Big trees grow from small acorns and, in the case of Guilford County’s mental health services, a very big deal reached between Guilford County, Cone Health and Sandhills Center came from a short but forceful statement made by one commissioner in early 2017.

At that time, Commissioner Jeff Phillips was chairman of the Board of Commissioners, and he – depending on one’s choice of metaphors – threw down the gauntlet, put his foot down or drew a line in the sand.

At the commissioners annual retreat, at the Cameron Campus of Guilford Technical Community College in Colfax, the commissioners were discussing mental health services and voicing the wide range of complaints they had been hearing for a long time.  The discussion was at first tepid but then Phillips said his piece.

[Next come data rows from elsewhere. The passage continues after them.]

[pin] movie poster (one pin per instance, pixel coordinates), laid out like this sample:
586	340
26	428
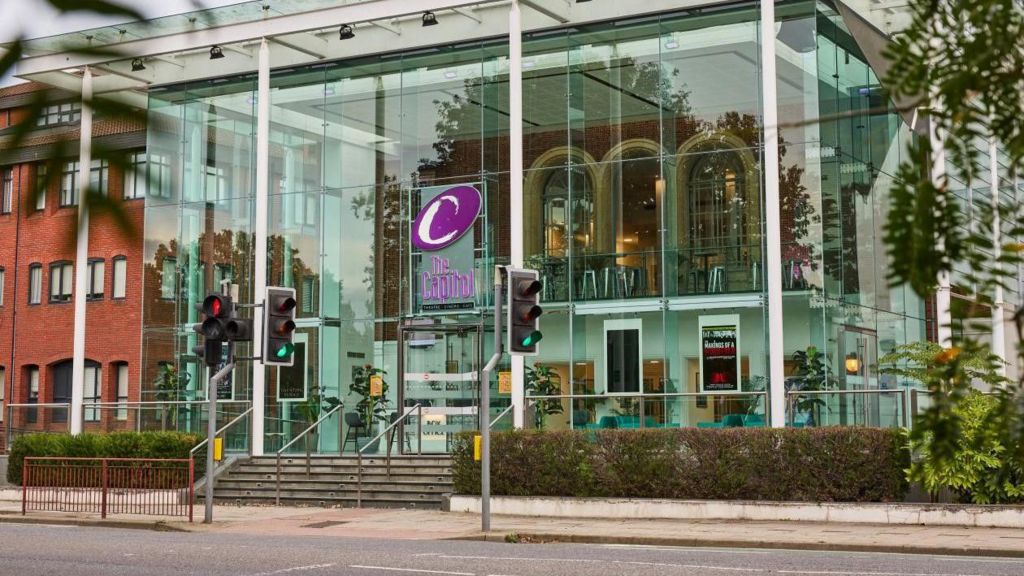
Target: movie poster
719	354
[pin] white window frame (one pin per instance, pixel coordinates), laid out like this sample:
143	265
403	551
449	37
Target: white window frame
36	283
65	279
69	183
93	393
96	278
136	176
119	284
7	198
42	178
122	391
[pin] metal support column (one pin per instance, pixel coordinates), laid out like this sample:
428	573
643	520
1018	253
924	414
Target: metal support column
515	167
259	227
82	254
773	228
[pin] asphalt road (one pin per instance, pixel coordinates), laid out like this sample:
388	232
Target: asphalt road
68	550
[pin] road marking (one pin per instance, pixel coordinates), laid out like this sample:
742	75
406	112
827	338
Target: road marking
620	562
295	569
392	569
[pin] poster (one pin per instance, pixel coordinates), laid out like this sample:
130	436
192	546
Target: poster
719	354
443	247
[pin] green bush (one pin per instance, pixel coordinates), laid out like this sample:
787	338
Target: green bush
114	445
982	470
844	464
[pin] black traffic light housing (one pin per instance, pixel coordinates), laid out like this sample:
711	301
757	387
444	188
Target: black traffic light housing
279	326
217	311
524	312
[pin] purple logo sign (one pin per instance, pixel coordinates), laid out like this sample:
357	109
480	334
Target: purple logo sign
446	217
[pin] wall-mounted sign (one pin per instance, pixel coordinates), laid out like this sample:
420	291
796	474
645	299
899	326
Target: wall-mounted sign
719	353
445	275
504	382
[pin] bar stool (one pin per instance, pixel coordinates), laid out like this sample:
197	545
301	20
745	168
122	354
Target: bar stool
716	281
589	276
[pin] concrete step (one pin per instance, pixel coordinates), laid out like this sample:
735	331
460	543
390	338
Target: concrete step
292	484
245	474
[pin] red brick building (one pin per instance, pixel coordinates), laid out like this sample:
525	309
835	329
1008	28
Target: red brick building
37	259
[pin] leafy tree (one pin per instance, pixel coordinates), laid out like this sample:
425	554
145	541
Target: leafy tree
961	64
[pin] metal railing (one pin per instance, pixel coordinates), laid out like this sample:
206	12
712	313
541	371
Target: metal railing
398	421
135	486
858	407
192	453
304	434
638	405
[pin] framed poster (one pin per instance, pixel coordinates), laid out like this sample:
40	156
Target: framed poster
719	338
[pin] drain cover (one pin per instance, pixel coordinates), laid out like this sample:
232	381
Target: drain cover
327	524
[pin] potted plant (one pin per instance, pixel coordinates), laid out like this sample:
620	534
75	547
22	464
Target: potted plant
373	405
544	380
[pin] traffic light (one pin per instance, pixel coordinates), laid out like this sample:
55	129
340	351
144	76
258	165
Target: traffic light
523	312
217	311
279	326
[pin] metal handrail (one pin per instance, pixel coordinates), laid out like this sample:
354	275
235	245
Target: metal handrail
303	435
358	453
219	432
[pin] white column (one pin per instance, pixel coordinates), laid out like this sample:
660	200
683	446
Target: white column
515	176
82	254
773	228
998	318
943	316
259	227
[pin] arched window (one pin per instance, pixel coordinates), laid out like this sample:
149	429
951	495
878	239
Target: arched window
718	205
567	212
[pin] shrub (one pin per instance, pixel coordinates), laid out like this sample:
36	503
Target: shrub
852	464
114	445
982	470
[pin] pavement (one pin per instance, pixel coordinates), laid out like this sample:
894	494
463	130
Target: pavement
434	525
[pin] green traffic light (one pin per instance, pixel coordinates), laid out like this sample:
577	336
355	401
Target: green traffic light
532	338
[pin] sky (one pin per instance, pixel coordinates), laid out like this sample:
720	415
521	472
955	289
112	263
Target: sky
36	18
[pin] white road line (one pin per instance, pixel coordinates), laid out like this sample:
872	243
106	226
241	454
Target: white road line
392	569
295	569
619	562
860	573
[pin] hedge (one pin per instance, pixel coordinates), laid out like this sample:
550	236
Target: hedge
827	464
113	445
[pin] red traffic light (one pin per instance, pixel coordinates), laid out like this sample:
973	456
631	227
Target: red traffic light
215	305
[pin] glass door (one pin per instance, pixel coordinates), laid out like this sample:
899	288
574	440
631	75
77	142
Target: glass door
438	370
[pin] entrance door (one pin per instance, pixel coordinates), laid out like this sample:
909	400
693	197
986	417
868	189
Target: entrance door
438	368
858	377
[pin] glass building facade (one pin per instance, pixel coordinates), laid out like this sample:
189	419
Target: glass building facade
643	211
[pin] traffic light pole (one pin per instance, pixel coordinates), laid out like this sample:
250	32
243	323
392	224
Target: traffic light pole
484	410
211	428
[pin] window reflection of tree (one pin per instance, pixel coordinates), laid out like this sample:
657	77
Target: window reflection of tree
718	200
568	210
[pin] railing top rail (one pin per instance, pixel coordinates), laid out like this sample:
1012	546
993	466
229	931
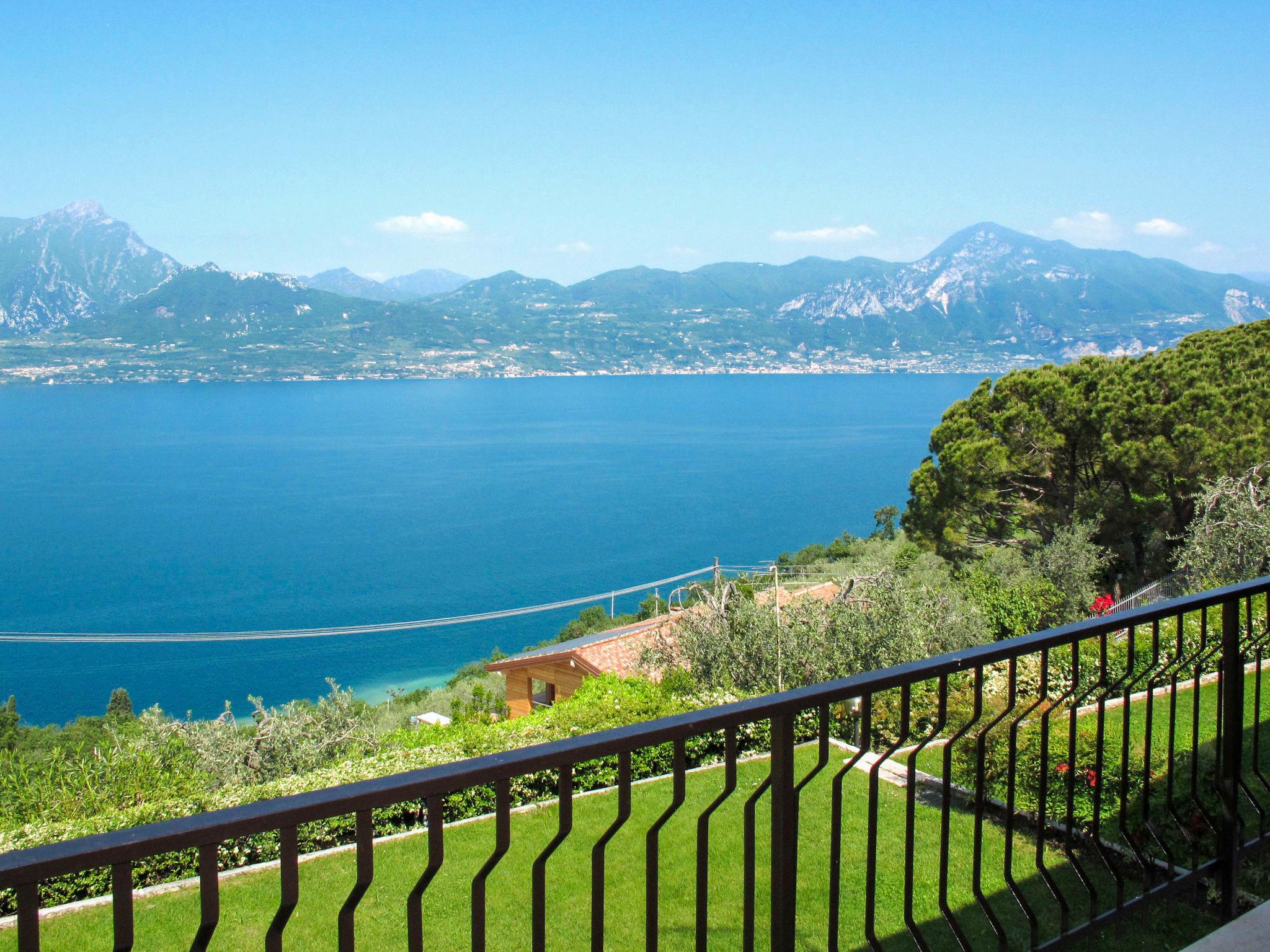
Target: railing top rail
102	850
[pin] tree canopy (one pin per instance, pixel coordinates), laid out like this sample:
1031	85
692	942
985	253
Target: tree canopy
1123	443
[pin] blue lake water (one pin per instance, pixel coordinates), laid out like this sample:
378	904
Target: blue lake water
280	506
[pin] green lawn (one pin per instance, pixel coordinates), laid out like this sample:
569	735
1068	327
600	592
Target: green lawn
248	902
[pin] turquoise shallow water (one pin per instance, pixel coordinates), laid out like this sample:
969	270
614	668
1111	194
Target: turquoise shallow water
269	506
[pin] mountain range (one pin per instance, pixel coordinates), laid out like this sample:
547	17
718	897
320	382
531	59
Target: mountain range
406	287
83	298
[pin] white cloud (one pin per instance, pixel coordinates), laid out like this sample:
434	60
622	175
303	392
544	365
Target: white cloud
1086	226
429	224
828	234
1160	227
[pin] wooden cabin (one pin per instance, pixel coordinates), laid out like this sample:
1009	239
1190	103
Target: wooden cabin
546	674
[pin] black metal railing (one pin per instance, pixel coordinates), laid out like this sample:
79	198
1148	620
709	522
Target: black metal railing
1059	804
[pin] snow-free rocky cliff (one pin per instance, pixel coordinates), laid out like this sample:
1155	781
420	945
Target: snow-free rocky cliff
71	265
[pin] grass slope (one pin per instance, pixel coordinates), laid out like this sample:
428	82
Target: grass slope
168	922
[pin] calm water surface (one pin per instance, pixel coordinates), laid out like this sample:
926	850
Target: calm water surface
270	506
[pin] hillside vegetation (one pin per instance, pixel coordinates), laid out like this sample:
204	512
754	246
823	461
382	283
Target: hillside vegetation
1122	443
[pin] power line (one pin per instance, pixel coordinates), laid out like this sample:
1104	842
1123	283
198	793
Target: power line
277	633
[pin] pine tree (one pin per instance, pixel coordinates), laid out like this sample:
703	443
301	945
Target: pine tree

He said at that meeting, with intensity, that the board needed to finally take a serious look at the way mental health services are provided.

“We’ve not done that since I’ve been on the board and I think it’s critical that we do so,” Phillips said at that meeting in February 2017. “Right or wrong, this has been kind of put on the back burner, and I think we ought to bring it forward.”

He added, “We’ve got to take an objective, diligent role with regard to how mental health services are being provided in Guilford County. For a long time we’ve trusted that the way it is is the best that we can do, and I’m not satisfied with that any longer.”

Not long after that, Phillips formed a working group of commissioners as well as others to look into the issue and, as the talks evolved, Cone and Sandhills joined in – and, ultimately, the three came together to usher in a new model of mental health care the county.

Phillips said this week that he remembers the complaints he and other board members were hearing.  He also said he was getting “a lot of constructive feedback from key mental health services providers in the community,” and he added that the lack of communication and the way work was being done in “silos” gave him real pause.

“That was kind of the first formal statement I made as a commitment to Guilford County,” Phillips said of the moment at the retreat.  “To me, I thought that would be an opportunity to clear the air a little bit.”

“There were a lot of excuses,” he said. “Blame it on the state, blame it on changed services, blame it on this.”

Phillips said he certainly did not then, and does not now, want to be critical of people who were doing their best in a very difficult field, but he added that what the county was doing then clearly wasn’t working.

He said the view forward meant bearing down, doing research and gaining a better understanding of the landscape.  Phillips, who in his life has seen first-hand the damage that mental illness and substance abuse can bring, said he had studied a little bit of behavioral science in college and added that he found the subject “fascinating.”

“For a person experiencing poor mental health, it is something that permeates every single facet of their lives to their detriment of their families and often times obviously their community.  And that is incredibly motivating to me.”

Phillips said he felt like the Lord had placed him in the position he was in at that time to help address that issue.

He said he also knew it would take all hands on deck approach.

“None of this can be done well with one individual; I recognized that,” he said.

After Phillips formed the working group to study the situation things started falling in place.  Former Commissioner Ray Trapp was a constant advocate for mental health care reform before he left the board in May 2017 to take a job with North Carolina A&T State University.  Commissioner Alan Perdue, also in the group, had been director of Guilford County Emergency Services and Commissioner Kay Cashion had a great deal of experience in the field.

It took long time but commissioners and others are excited about what is finally happening.